Quand ils furent de nouveau dans l’allée, Cadfael se retourna vers l’écran formé par les arbres à travers lequel il distinguait les mouvements de l’eau frémissante au-delà de laquelle se trouvait le rivage d’Anglesey. Une brise légère s’était élevée, agitant les feuilles d’un vert brillant et les changeant en rideau scintillant. Mais cependant les fuyants reflets dans l’eau l’emportaient en luminosité. Et ce n’était pas tout, quelque chose apparaissait et disparaissait au gré des mouvements des branches, toujours à la même place, montant et descendant au gré de la marée. Il s’agissait d’un fragment de couleur vive, vermillon, qui changeait de forme en même temps que son cadre de feuillage.
— Attendez ! s’écria Cadfael. Qu’est-ce ?
Ce n’était pas un rouge qui existait à l’état naturel, sûrement pas à la fin du printemps, quand la terre ne s’autorise que des teintes d’or pâle, de mauve clair et de blanc se détachant sur du vert tout neuf. Ce rouge avait quelque chose de dur, d’une solidité irréfragable. Cadfael mit pied à terre, retourna y voir de plus près, restant sous le couvert des arbres jusqu’à ce qu’il parvienne à un endroit surélevé où il put se mettre à plat ventre sans risquer d’être vu, mais d’où il pouvait clairement voir depuis l’orée du bois jusqu’au détroit sur une distance de trois cents pas et plus.
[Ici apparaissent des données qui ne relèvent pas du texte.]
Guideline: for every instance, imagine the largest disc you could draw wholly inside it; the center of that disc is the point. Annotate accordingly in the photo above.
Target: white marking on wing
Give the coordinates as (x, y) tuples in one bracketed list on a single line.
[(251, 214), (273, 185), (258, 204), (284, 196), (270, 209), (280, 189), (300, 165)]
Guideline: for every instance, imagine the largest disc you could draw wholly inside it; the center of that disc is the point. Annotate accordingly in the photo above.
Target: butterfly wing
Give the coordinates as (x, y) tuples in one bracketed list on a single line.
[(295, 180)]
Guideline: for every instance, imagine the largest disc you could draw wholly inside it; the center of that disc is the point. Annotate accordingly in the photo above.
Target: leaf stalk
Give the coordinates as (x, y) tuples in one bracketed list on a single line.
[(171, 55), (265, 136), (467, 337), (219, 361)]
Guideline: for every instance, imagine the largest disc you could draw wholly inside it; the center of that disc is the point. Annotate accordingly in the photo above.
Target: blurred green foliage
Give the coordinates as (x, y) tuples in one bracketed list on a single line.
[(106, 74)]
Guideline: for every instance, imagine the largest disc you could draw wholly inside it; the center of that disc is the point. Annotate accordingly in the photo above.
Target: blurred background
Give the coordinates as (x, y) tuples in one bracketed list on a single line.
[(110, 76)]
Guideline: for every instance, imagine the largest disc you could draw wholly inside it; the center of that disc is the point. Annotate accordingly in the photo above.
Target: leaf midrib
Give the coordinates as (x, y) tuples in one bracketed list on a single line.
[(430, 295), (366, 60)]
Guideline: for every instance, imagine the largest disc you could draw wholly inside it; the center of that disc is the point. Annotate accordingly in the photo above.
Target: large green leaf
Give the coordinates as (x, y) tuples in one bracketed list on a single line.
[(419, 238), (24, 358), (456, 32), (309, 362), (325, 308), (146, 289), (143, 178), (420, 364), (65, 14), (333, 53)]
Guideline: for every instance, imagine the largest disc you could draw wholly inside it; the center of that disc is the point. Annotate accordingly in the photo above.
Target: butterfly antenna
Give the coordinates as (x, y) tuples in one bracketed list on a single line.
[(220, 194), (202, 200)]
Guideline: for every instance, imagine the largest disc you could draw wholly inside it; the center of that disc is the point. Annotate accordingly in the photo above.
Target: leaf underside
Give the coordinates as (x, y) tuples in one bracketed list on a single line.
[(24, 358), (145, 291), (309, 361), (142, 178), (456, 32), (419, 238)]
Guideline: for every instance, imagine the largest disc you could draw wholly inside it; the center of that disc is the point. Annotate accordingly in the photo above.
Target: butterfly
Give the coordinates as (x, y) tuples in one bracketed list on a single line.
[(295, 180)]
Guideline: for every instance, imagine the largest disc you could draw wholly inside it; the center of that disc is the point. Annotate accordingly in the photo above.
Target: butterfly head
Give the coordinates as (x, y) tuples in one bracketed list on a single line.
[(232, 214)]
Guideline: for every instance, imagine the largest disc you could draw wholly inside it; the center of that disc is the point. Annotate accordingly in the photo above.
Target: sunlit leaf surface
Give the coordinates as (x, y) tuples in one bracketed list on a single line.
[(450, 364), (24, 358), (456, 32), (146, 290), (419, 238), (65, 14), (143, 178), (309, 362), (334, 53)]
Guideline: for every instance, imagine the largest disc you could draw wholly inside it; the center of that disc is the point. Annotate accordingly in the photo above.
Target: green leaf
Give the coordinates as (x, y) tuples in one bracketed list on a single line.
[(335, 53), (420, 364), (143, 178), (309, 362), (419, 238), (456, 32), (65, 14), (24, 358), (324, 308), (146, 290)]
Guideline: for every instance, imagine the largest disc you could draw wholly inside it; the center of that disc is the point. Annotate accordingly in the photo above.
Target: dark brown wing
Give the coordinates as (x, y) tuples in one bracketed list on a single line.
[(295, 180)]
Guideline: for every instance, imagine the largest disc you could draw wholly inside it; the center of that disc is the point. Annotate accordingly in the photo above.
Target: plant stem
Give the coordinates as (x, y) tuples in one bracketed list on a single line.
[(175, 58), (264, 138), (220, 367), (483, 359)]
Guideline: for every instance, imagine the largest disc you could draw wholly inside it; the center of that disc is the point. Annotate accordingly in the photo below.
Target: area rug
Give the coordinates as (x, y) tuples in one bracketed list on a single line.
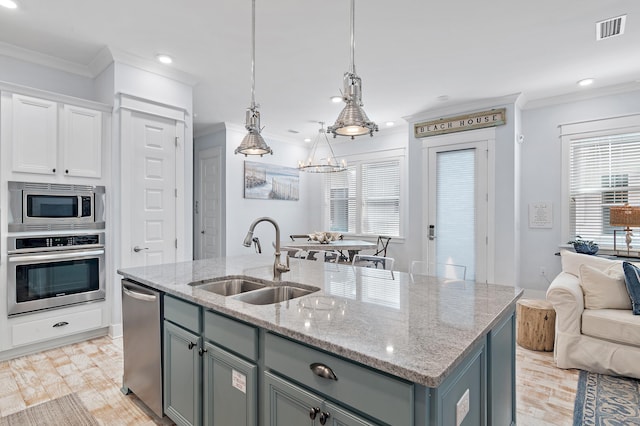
[(606, 400), (67, 410)]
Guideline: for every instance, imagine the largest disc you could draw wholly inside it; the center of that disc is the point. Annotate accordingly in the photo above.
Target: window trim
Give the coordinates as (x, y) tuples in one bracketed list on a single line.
[(581, 130), (370, 157)]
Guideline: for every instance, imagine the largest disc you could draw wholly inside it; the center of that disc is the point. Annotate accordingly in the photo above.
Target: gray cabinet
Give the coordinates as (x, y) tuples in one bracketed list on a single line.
[(230, 388), (182, 374), (206, 379), (288, 404)]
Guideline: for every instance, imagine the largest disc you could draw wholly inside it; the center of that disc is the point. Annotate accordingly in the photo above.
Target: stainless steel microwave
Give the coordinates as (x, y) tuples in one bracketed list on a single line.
[(51, 206)]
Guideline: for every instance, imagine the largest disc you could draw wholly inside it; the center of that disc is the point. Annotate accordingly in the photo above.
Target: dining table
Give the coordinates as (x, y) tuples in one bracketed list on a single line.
[(353, 247)]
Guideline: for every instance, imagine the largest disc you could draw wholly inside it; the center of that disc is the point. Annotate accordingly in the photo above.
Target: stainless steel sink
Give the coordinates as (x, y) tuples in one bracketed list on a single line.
[(228, 287), (275, 294)]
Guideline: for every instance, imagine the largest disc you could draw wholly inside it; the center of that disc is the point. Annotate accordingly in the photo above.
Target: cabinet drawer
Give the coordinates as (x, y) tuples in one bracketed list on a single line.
[(58, 326), (231, 334), (379, 395), (182, 313)]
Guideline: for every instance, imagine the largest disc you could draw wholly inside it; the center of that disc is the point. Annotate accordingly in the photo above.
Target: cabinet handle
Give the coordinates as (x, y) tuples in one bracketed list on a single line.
[(313, 412), (324, 417), (323, 371)]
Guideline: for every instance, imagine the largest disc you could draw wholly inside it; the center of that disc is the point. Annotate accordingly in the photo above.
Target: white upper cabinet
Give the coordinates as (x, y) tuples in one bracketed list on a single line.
[(56, 139), (35, 135), (82, 141)]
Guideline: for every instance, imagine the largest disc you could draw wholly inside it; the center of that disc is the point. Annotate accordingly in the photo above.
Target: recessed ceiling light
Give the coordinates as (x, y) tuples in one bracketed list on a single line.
[(9, 4), (165, 59)]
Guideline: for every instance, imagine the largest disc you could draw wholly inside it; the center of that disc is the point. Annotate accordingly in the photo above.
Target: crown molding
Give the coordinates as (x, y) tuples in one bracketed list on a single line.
[(45, 60), (463, 107), (583, 95)]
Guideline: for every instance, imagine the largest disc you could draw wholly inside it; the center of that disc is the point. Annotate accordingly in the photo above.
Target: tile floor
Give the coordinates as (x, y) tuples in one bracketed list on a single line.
[(93, 369)]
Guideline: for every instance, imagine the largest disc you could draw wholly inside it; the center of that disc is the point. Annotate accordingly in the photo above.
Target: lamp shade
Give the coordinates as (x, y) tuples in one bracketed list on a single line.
[(627, 216)]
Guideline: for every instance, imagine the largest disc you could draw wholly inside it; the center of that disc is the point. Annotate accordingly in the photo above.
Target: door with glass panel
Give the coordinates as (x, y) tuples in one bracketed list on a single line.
[(456, 213)]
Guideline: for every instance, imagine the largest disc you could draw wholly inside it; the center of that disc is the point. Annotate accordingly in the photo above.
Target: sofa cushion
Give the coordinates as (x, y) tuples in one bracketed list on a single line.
[(632, 280), (571, 262), (604, 289), (612, 324)]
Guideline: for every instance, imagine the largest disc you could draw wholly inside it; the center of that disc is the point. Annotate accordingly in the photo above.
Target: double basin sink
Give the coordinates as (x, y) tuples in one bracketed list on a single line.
[(253, 291)]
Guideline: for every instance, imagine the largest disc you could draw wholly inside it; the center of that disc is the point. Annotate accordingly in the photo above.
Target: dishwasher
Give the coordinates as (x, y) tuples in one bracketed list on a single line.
[(142, 344)]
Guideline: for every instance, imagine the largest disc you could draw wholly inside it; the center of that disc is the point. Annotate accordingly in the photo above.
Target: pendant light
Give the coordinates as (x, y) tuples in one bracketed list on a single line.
[(322, 165), (352, 121), (253, 143)]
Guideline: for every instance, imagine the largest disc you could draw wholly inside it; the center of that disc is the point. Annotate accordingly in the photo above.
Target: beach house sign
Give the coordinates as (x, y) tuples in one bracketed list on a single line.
[(460, 123)]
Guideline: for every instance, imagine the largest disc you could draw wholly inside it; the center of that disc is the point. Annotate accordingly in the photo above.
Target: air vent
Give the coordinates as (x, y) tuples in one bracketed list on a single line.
[(610, 27)]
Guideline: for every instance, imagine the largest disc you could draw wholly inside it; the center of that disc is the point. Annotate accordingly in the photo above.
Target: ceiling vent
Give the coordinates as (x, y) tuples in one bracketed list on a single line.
[(610, 27)]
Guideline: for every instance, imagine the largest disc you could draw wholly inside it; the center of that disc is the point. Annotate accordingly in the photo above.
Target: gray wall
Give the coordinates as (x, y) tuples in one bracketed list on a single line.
[(541, 175)]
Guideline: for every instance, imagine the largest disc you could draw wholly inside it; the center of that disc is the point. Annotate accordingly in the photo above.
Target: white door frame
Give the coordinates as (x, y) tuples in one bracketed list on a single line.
[(198, 217), (451, 140), (129, 105)]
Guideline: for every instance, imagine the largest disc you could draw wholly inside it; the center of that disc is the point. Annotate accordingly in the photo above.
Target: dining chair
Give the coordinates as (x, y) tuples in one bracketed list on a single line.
[(448, 271), (372, 261), (382, 244)]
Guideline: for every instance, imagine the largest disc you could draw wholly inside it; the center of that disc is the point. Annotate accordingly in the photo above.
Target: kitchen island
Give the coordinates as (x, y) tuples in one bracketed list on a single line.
[(444, 350)]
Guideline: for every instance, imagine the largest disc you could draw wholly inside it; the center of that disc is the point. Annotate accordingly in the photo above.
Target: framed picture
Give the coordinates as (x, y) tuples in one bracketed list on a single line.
[(271, 182)]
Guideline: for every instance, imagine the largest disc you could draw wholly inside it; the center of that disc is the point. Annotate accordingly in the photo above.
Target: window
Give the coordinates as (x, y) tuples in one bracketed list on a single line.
[(365, 199), (603, 171)]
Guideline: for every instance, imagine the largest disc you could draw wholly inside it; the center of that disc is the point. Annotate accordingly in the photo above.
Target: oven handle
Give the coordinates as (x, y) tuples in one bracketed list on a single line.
[(139, 296), (57, 256)]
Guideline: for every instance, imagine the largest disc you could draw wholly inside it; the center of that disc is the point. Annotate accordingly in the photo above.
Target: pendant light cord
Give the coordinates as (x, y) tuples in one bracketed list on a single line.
[(253, 54), (353, 42)]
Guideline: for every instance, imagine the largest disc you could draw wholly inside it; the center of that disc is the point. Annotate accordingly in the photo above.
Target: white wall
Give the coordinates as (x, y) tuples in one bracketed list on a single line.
[(40, 77), (293, 217), (541, 175)]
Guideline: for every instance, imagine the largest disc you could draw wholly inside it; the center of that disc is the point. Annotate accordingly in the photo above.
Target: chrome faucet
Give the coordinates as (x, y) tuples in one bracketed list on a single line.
[(278, 268)]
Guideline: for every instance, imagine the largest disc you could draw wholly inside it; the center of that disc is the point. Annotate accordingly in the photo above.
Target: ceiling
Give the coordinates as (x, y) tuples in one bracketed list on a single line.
[(411, 55)]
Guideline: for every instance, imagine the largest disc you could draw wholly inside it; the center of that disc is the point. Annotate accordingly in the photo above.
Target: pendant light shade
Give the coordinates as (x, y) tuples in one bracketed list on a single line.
[(253, 143), (352, 121), (326, 164)]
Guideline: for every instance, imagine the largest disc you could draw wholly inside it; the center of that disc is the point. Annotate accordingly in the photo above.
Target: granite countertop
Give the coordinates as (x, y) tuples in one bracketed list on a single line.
[(417, 328)]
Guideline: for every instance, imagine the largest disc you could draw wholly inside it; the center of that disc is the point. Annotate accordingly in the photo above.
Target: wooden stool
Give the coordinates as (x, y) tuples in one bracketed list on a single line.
[(536, 322)]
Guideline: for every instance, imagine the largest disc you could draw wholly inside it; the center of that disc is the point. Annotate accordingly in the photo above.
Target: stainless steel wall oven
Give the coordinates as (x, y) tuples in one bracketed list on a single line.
[(52, 271), (49, 206)]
Il y avait un vert pâturage, quelques champs, une maison, sûrement déserte à l’heure qu’il était et puis le scintillement bleu-argent de la mer, particulièrement étroite ici, mais s’étendant toutefois sur un bon demi-mille. De l’autre côté, la riche plaine fertile d’Anglesey, le grenier du pays de Galles. La marée descendait, la langue de sable et de galets sur la rive opposée était à moitié découverte. Et tout près de la berge, sous les arbres parmi lesquels se tenait Cadfael, un long bateau fin, décoré d’une tête de dragon à la poupe et à la proue, qui montait et descendait doucement au gré des vagues, avec sa voile centrale abaissée, ses avirons rentrés, et un amas de boucliers vermillon disposé le long de son flanc bas, avait jeté l’ancre. Il évoquait les mouvements souples d’un serpent, avec son mât baissé à l’arrière de façon à ne pas gêner les mouvements de l’équipage, cependant qu’il se balançait tranquillement à l’attache, tel un lézard endormi, gracieux, inoffensif. Deux marins, grands gaillards blonds dont l’un portait des tresses de part et d’autre du cou, paressaient sur l’étroite passerelle arrière, au-dessus des bancs de nage. Un autre nageait nu, sans se presser, au milieu du détroit. Mais Cadfael compta ce qu’il considéra comme des écoutilles d’avirons au tiers de la coque, douze en tout à tribord. Douze paires de rames, vingt-quatre rameurs, donc, et d’autres membres d’équipage sans compter les trois hommes de garde. Les autres ne devaient pas être très loin.
Frère Mark ayant attaché les chevaux, il se rapprocha de Cadfael, vit ce que Cadfael avait vu et s’abstint de poser des questions.
— Ça, murmura Cadfael, c’est un vaisseau danois en provenance de Dublin.